Dr Miriam Stoppard: A simple act of kindness can be the best medicine

By | February 11, 2020

Back when I was an aspiring medical student, I was asked what was the most important thing I could give a patient. “Care and kindness”, I said.

My reply wasn’t greeted with enthusiasm.

Didn’t I think the latest high-tech treatments were more important than kindness and empathy? Well, no, I didn’t. And I still don’t.

As a junior doctor I also remember being taught I should never let myself get emotionally involved with a patient but I found I gave my best medicine when I was emotionally involved.

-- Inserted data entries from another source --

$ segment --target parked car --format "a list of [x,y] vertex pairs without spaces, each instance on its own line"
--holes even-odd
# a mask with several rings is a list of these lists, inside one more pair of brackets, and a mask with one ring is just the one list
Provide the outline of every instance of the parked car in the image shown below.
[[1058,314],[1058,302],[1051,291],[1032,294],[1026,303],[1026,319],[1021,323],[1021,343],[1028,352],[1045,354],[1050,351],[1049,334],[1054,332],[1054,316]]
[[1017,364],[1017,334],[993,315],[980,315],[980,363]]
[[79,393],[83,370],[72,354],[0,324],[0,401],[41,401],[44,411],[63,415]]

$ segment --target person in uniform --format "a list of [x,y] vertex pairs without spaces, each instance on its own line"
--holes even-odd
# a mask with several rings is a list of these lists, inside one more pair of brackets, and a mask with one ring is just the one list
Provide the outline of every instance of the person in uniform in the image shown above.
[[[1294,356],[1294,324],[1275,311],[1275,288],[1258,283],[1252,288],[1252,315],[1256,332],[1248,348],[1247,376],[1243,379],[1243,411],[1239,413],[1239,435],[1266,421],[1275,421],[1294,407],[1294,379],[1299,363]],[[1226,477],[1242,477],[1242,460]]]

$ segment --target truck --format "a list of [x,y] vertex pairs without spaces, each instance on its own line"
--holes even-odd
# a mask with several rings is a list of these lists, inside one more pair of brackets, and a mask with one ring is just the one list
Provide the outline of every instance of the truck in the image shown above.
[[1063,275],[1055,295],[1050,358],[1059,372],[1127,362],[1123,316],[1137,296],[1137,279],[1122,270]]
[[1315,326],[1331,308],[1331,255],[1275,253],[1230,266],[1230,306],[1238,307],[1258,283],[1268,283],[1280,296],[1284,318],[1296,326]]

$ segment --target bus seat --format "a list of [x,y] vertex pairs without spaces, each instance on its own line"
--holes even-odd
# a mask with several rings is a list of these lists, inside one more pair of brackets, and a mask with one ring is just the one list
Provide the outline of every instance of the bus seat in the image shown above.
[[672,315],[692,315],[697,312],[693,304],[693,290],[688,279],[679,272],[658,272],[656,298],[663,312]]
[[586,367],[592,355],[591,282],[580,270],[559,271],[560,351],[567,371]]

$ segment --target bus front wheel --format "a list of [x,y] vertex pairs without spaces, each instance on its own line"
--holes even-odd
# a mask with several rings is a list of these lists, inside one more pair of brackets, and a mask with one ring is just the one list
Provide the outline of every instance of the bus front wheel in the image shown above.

A British Medical Journal editorial highlights the therapeutic value of warm ­relationships in healthcare.

As the authors Klaber and Bailey say, this reflects a big shift that’s ­occurring in medicine. Evidence is growing on the importance of kinship and kindness for health and wellbeing.

In a report for the Carnegie UK Trust, Julia Unwin describes kindness as “disruptive” – a force for changing relationships between people, ­institutions, and organisations.

She argues the need to balance the “rational” and the “relational”.

Achieving this requires a big shift away from focus on value for money, evidence, targets, ­professional boundaries and accountability in healthcare, to an approach emphasising relationships, connections and trust.

One major obstacle to this humane approach is an inherent bias in the NHS towards measuring things, achieving quotas and valuing figures far more than human results.

Kindness has for too long been described in apologetic terms and people are reluctant to use it as a tool because “it’s seen as soft and fluffy”.

An interesting study on the role of ­kindness in patients with cancer ­identified six types: deep listening, clear empathy, generous acts of ­discretionary effort that go beyond what patients and families expect, timely care that reduces stress and anxiety , gentle honesty in discussions and conversations, and thoughtful support for families and carers.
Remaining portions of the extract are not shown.